If two balls are selected randomly without replacement four a bag containing 4 red and 8 green balls. List the element of the sample space corresponding probabilities.
do you want something like this ?
RR --> (4/12)(3/11) = 1/11
RG --> (4/12)(8/11) = 8/33
GR --> (8/12)(4/11) = 8/33
GG --> (8/12)(7/11) = 14/33
note that 1/11 + 8/33 + 8/33 + 14/33 = 1
To find the sample space and corresponding probabilities for selecting two balls randomly without replacement from the bag containing 4 red and 8 green balls, we can use the method of combinations.

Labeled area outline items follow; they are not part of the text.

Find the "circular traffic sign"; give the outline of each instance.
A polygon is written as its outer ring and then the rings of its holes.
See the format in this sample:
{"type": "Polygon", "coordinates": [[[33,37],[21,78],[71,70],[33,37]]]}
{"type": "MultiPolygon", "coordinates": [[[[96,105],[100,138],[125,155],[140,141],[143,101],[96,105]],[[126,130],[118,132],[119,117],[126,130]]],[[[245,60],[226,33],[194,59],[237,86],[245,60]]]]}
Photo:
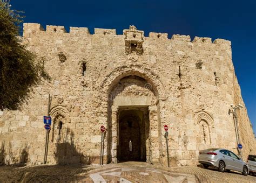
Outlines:
{"type": "Polygon", "coordinates": [[[106,129],[105,128],[105,126],[102,125],[100,126],[100,130],[102,131],[102,132],[104,132],[105,130],[106,130],[106,129]]]}
{"type": "Polygon", "coordinates": [[[238,144],[237,147],[240,149],[242,149],[242,144],[238,144]]]}
{"type": "Polygon", "coordinates": [[[167,125],[165,125],[164,128],[164,130],[165,130],[166,131],[168,131],[168,126],[167,126],[167,125]]]}
{"type": "Polygon", "coordinates": [[[51,126],[49,124],[45,124],[44,125],[44,129],[45,130],[49,130],[51,129],[51,126]]]}

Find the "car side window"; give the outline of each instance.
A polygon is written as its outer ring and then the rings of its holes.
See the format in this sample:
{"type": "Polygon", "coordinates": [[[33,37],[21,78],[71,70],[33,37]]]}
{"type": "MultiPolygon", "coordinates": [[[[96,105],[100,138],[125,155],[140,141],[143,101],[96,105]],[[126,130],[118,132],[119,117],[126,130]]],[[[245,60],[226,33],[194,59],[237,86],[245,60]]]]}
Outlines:
{"type": "Polygon", "coordinates": [[[238,157],[237,157],[237,155],[235,155],[235,154],[234,154],[233,152],[230,151],[230,156],[232,157],[232,158],[234,158],[235,159],[239,159],[239,158],[238,158],[238,157]]]}

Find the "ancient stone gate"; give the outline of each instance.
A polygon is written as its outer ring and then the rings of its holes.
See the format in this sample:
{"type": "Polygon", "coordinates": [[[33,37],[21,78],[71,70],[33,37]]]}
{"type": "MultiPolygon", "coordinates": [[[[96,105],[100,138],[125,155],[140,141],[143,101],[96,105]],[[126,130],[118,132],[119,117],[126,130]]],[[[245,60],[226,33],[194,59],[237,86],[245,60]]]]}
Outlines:
{"type": "MultiPolygon", "coordinates": [[[[231,104],[244,105],[221,39],[114,29],[24,24],[22,40],[42,60],[48,77],[18,111],[0,111],[0,163],[41,164],[48,96],[52,101],[48,164],[146,161],[167,165],[164,125],[169,127],[172,166],[198,164],[199,151],[237,153],[231,104]],[[230,112],[229,112],[230,111],[230,112]],[[130,151],[129,143],[132,144],[130,151]]],[[[42,71],[42,73],[44,73],[42,71]]],[[[244,159],[256,153],[246,108],[238,110],[244,159]]]]}

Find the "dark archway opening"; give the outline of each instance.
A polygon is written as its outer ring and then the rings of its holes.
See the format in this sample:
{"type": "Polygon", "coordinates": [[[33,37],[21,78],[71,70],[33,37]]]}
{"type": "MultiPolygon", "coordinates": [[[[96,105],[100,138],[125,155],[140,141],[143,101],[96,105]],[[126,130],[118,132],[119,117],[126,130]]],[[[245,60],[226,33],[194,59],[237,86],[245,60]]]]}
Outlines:
{"type": "Polygon", "coordinates": [[[119,109],[118,120],[119,143],[117,159],[119,162],[146,161],[146,130],[145,111],[139,109],[119,109]]]}

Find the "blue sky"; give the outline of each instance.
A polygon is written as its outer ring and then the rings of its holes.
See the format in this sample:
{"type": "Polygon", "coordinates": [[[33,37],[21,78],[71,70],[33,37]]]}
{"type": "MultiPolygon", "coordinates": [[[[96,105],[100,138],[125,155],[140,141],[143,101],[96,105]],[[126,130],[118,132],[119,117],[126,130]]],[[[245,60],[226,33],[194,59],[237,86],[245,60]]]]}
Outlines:
{"type": "Polygon", "coordinates": [[[256,133],[256,1],[11,1],[25,11],[24,22],[116,29],[134,25],[149,32],[231,40],[233,62],[256,133]]]}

First, let's determine the number of ways to choose 2 balls from a total of 12 (4 red + 8 green) balls:
nCr = 12C2
= 12! / (2! * (12-2)!)
= 66
Now, let's list out all the possible outcomes:
1. Selecting 2 red balls:
- RR
2. Selecting 1 red and 1 green ball:
- RG
- GR
3. Selecting 2 green balls:
- GG
The sample space consists of these possible outcomes.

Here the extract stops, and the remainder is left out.